Last seen on stage in the Network’s 2007 production of “Dirty Blonde,” in which she played Mae West, Milarch has found her return to acting to be exhilarating if, at times, challenging.“Some things are just like riding a bike, and some things are much more difficult,” Milarch said. “Learning the lines—five years of age makes a difference, and I think there’s a little bit of brain rust up there. I haven’t done it, it’s a learned skill, and it’s been a while since I just drilled lines. And then some things are easier. I find connecting to certain parts of the character easier than I would have 5 years ago. Being a mom changes you internally, and it kind of gives you some added emotional ammunition. But I’m thrilled and absolutely feel like a part of me that I haven’t tapped into in a really long time is waking up.”
“Glass Menagerie”—co-starring Kevin Young, Sebastian Gerstner and Emily Caffery—is a memory play set in 1937 St. Louis. Tom, a frustrated poet, works at a shoe factory to support his aging Southern belle mother, Amanda, who was long ago abandoned by her husband and desperately strives to improve her children’s circumstances; and Laura, Tom’s emotionally fragile older sister, who was crippled by a childhood illness.
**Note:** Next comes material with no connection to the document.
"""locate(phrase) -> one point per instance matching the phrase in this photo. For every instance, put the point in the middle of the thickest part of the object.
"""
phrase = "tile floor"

When Tom invites a former schoolmate (and current co-worker) over for dinner, Amanda tries to force a match between the oblivious guest and painfully shy Laura.
Photo courtesy of Performance Network
Tim Rhoze—who last directed PN’s “Ain’t Misbehavin’”—helms the company’s “Menagerie,” and Milarch thinks it’s a perfect pairing.
“Tim’s a great director for this piece because one of his greatest strengths is, he questions the obvious choices, and he really pushes you to go deeper and think harder about the choices that you’re making,” she said. “And he looks for the opposites, and he looks for the unexpected choices, which serves a classic very well, so you don’t fall into the trap of just doing it like everybody’s done it before.”
And although Amanda can be a tricky, unlikable character, Milarch’s affection for her is unabashed.
“I love Amanda,” she said. “I think, being a mom, I can really relate to Amanda in a way that I never could before, because all of Amanda’s motives are very pure. She doesn’t do anything out of spite. She does everything she does out of love. Sometimes she takes it too far, and sometimes she won’t let go of things, but it’s all driven by her rabid desire to break out of her circumstances and create a better life for her children.
“ And the other thing I find part compelling about Amanda is her strong connection to her past. I don’t see Amanda as living in her past, per se. I just feel she has a very strong connection to that idyllic time. She doesn’t have anything to hold on to for hope, so she holds on to her past for hope. It’s the one thing that gives her hope. And in that way, she’s very pragmatic, because in that way, it’s like, ‘I don’t have anything in my world at all that I can look to for a silver lining. I’ve got this one thing 20 years ago that gave me hope.’ And she holds on to that.”